Re: Comments on V1.1 - Future of VOTable (flame bait sigh)

From: martin hill <mchill-at-dial.pipex.com>
Date: Fri, 16 Apr 2004 12:15:27 +0100


Mark Taylor wrote:
> On Wed, 14 Apr 2004, martin hill wrote:
>>Nor do we save any effort in using VOTable to represent SEDs than in writing a >>new SED schema (except maybe for a few people to learn schemas - but this is no

>>harder than learning VOTable and it's a good skill to have!). 

>
> An important bit of effort which is saved is coming up with facilities for
> dealing with, crudely, columns of numbers. Schemas are not designed to
> represent tables, and though there are plenty of industry-standard tools
> for doing computer-science-type tasks with them (validation, web service
> specification, searching), the same is not true (as far as I'm aware)
> for astronomy-type tasks which rely on the tabular nature of the data
> (plotting columns against each other, converting to a FITS table or other
> tabular format for use with legacy applications, calculating statistics).

I suspect I haven't understood this right. You can use schemas to describe tabular data very easily - The VOTable schema is an example of this. And I don't see too much wrong with using VOTable (or even, <spit>, CSV!) for representing tables. My issue is that using a generic tabular form (of any sort) is not the right way to communicate between web services; we should be explicitly 'typing' the data and its natural structure, which is *not* purely tabular. A fair amount of astronomy data is in *relational* tables because that has been the only suitable storage mechanism available, and VOTable does *not* represent relational tables - at least, not without an extra VO-specific layer to resolve the relationships. It's just as easy to write a new schema as it is to design and agree a new VOTable flavour, and you get many advantages to doing so.

One of the advantages of using tables is, as you say, you can do statistical analysis/plots/etc. Good stuff. Let's use VOTable for that - as well as CSV and any other commonly used formats used - as inputs to these tools. Transformation sheets that take, eg, SEDs and create CSVs to be imported into Excel (or your favourite non-microsoft spreadsheet) would be very useful.

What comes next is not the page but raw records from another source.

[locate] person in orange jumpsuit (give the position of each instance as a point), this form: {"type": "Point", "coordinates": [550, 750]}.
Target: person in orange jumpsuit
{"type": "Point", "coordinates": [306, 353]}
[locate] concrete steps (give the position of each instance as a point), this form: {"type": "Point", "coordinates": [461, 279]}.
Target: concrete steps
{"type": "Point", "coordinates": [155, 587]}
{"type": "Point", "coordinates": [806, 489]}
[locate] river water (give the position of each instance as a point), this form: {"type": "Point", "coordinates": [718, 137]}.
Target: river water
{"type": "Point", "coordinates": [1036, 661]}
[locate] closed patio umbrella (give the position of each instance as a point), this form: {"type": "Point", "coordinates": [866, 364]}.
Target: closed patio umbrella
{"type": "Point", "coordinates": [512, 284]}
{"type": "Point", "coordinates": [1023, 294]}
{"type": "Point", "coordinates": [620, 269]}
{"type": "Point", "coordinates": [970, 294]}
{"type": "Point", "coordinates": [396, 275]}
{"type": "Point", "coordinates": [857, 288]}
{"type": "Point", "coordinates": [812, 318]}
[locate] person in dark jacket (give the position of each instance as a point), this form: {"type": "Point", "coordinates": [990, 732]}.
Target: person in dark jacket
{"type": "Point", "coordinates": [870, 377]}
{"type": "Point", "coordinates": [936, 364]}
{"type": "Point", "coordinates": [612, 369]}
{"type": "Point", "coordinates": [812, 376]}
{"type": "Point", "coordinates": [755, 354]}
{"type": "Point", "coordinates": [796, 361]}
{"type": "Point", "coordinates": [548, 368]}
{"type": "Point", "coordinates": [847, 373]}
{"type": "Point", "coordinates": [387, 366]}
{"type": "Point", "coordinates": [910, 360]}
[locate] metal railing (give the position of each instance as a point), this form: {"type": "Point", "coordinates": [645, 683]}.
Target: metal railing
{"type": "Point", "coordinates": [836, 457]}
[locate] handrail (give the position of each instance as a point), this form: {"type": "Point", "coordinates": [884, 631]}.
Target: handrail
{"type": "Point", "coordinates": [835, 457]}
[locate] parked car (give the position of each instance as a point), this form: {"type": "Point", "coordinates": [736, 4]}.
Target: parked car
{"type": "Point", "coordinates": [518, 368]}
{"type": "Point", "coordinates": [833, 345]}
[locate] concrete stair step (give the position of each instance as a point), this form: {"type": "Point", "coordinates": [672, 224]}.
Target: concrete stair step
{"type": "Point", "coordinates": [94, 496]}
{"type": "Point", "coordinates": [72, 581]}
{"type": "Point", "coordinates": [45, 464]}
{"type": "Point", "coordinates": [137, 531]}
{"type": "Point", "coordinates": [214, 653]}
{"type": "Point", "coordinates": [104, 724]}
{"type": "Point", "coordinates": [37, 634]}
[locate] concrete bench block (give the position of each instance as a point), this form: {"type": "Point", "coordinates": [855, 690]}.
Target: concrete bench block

> An important related point is that VOTable provides ways of storing and
> transmitting very large data sets for which raw XML is not well suited
> in terms of bandwidth and/or processing efficiency.

Of course, VOTable/XML *is* XML... Any difference in size between VOTable/XML and XML with longer element names is irrelevent; if size is a problem we should not be using Votable/XML in the first place! And there are many unresolved issues with using VOTable/FITS; mostly based around ensuring that the VOTable is correct for the wrapped FITS file. Using this mechanism you can submit FITS catalogues to SExtractor... We are blinding our web services to each others' capabilities, something we want to avoid as part of our 'metadata-rich' VO. There are other possible solutions to using binary XML-like structures without having to go through ASCII.

> If a SED is passed around as a VOTable then the application programmer
> can use an existing VOTable processing library to turn it into something
> which looks like a column of numbers for further processing without
> further ado, or the astronomer can use a VOTable-aware tool to do
> something tabularly-generic with it such as plot.

But we don't want to have to build special VOTable processing libraries in all the various languages that astronomers use. We should be using standard XML tools (below) to move data from one existing tool to another.

> If it's passed
> around using a SED-specific schema this functionality has to be
> rewritten from scratch for SEDs (and the same applies for any other
> specific formats that we want to define new schemas for).
>

With VOTable the same thing is going to have be done 'from scratch' for each flavour of VOTable - ie converting from an SED VOTable to SED visualisation tools. This is 'hidden' because we can lump it all under 'developing a VOTable tool'.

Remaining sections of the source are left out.